Private HIV Clinics Expand Care, Prevention in Côte d’Ivoire

Dr. Anwanzi Ahui working at a desk
Dr. Anwanzi Ahui fills out government reports on new HIV cases.
Greater access provided to discreet testing and treatment services
“I immediately knew this would provide value added for my clients while improving the national response to HIV and AIDS.”

Jan. 2015—When Dr. Anwanzi Ahui, a physician in Côte d'Ivoire, heard about a private sector network for HIV patients, he was immediately interested. He knew there was great demand for HIV services, so he signed on to be part of the pilot program.

The network is supported by USAID’s Strengthening Health Outcomes through the Private Sector project, through which Ahui and his staff were trained and certified by the government to provide HIV counseling and treatment services onsite at his clinic. They were trained on reporting requirements for the President's Emergency Plan for AIDS Relief (PEPFAR) and received supportive supervision visits from other PEPFAR-supported clinical partners to improve the quality of care.

Ahui was particularly intrigued by the project because the Association of Private Clinics of Côte d'Ivoire, of which he is a member, manages the project network on behalf of PEPFAR.

His is one of 15 private clinics in the Abidjan region that are local partners of the project, expanding HIV prevention, testing and care services. In the pilot, patients receive free HIV testing and antiretrovirals but the private clinics can still charge for office visits as they normally do.

Private clinics help address stigmatization of HIV/AIDS by offering patients service in a more discreet setting, as many public HIV treatment centers are more visible in the patient's community. Private clinics also allow patients to combine the management of the disease along with their other routine health care needs. 

The project officially launched in mid-September 2014 in Côte d'Ivoire, and early reports indicate immediate impact.

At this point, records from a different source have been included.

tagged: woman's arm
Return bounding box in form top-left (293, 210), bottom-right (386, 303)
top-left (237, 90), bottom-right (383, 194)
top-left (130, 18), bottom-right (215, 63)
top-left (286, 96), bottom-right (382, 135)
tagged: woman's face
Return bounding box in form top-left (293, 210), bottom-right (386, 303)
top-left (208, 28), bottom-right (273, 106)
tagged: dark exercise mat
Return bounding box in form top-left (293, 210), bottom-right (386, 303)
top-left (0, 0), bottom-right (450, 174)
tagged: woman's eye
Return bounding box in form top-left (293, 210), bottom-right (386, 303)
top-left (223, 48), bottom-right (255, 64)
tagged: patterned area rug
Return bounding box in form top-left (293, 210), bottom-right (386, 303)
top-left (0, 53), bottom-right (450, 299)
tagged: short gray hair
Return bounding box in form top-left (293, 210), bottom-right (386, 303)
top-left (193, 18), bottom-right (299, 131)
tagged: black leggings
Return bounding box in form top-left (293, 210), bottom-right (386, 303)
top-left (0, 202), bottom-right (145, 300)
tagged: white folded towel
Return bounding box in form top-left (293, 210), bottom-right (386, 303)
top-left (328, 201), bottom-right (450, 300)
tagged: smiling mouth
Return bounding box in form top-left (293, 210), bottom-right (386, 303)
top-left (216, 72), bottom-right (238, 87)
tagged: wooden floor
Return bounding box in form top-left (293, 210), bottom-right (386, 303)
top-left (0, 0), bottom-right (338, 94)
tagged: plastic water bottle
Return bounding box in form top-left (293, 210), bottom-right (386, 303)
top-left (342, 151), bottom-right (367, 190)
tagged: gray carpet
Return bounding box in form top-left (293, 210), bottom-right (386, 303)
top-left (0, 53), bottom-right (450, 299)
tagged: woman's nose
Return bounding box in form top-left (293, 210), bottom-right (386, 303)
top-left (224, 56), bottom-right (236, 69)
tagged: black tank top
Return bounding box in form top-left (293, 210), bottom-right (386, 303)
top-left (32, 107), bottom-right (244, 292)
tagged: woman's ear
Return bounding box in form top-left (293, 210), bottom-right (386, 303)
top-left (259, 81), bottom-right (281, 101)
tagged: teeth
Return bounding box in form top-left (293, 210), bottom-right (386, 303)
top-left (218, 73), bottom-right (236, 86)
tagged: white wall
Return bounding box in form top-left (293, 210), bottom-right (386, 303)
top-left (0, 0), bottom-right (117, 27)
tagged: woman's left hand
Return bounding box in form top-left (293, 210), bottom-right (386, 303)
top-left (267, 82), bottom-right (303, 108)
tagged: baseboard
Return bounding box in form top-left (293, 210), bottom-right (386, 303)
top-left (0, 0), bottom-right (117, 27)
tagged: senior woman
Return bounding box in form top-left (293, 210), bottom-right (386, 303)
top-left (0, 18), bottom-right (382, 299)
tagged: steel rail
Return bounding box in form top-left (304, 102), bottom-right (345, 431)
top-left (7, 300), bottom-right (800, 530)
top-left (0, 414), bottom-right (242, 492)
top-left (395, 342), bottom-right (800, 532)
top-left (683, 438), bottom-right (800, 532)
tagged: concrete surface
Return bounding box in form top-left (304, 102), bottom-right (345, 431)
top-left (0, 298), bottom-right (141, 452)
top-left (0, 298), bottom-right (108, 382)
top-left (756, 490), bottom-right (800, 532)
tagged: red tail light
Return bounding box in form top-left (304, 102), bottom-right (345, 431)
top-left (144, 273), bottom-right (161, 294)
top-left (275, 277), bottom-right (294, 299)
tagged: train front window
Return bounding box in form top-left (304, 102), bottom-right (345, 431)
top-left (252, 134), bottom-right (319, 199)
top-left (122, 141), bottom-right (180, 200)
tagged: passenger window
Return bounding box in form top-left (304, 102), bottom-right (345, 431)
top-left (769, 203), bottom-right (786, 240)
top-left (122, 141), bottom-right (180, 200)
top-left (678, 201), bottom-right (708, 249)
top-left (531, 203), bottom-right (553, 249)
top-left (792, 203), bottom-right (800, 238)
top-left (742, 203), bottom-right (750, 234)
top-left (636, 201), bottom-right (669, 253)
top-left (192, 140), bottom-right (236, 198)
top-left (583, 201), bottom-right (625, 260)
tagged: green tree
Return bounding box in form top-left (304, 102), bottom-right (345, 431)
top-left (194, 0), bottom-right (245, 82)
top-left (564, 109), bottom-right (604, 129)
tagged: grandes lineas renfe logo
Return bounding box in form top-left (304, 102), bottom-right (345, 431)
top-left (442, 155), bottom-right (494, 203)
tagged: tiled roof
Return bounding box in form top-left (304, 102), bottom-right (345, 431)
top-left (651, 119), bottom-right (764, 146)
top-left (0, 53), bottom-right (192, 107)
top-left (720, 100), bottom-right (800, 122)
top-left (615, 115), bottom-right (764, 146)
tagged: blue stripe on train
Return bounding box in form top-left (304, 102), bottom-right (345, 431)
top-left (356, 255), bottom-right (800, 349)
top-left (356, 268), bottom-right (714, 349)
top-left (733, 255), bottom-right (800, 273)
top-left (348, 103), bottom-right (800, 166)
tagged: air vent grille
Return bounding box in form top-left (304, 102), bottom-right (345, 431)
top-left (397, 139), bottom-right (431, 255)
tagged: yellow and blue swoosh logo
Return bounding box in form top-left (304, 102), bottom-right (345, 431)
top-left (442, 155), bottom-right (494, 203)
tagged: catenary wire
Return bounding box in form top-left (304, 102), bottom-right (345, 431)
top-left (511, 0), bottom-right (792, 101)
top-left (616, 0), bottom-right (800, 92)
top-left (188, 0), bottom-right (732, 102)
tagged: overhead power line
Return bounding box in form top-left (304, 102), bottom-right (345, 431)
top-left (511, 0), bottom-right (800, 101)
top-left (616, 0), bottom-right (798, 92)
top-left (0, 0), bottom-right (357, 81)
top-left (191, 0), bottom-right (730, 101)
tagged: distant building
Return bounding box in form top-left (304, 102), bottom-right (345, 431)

To date, Ahui’s clinic has provided testing to more than 480 patients (including 100 pregnant women) and, within the pilot network, more than 725 patients have been tested. Health sites in other parts of the country have inquired when the program will expand to their region.

“I immediately knew this would provide value added for my clients while improving the national response to HIV and AIDS,” said Ahui. “I am confident this new model will improve health outcomes in Côte d'Ivoire.”

As USAID’s flagship private sector health initiative, the five-year Strengthening Health Outcomes through the Private Sector program, which launched globally in 2009, involves NGOs and for-profit entities in addressing the many health needs of people in developing countries. The program focuses on increasing the availability, quality and coverage of essential health products and services in family planning and reproductive health; maternal and child health; HIV and AIDS; and other health areas through the private sector.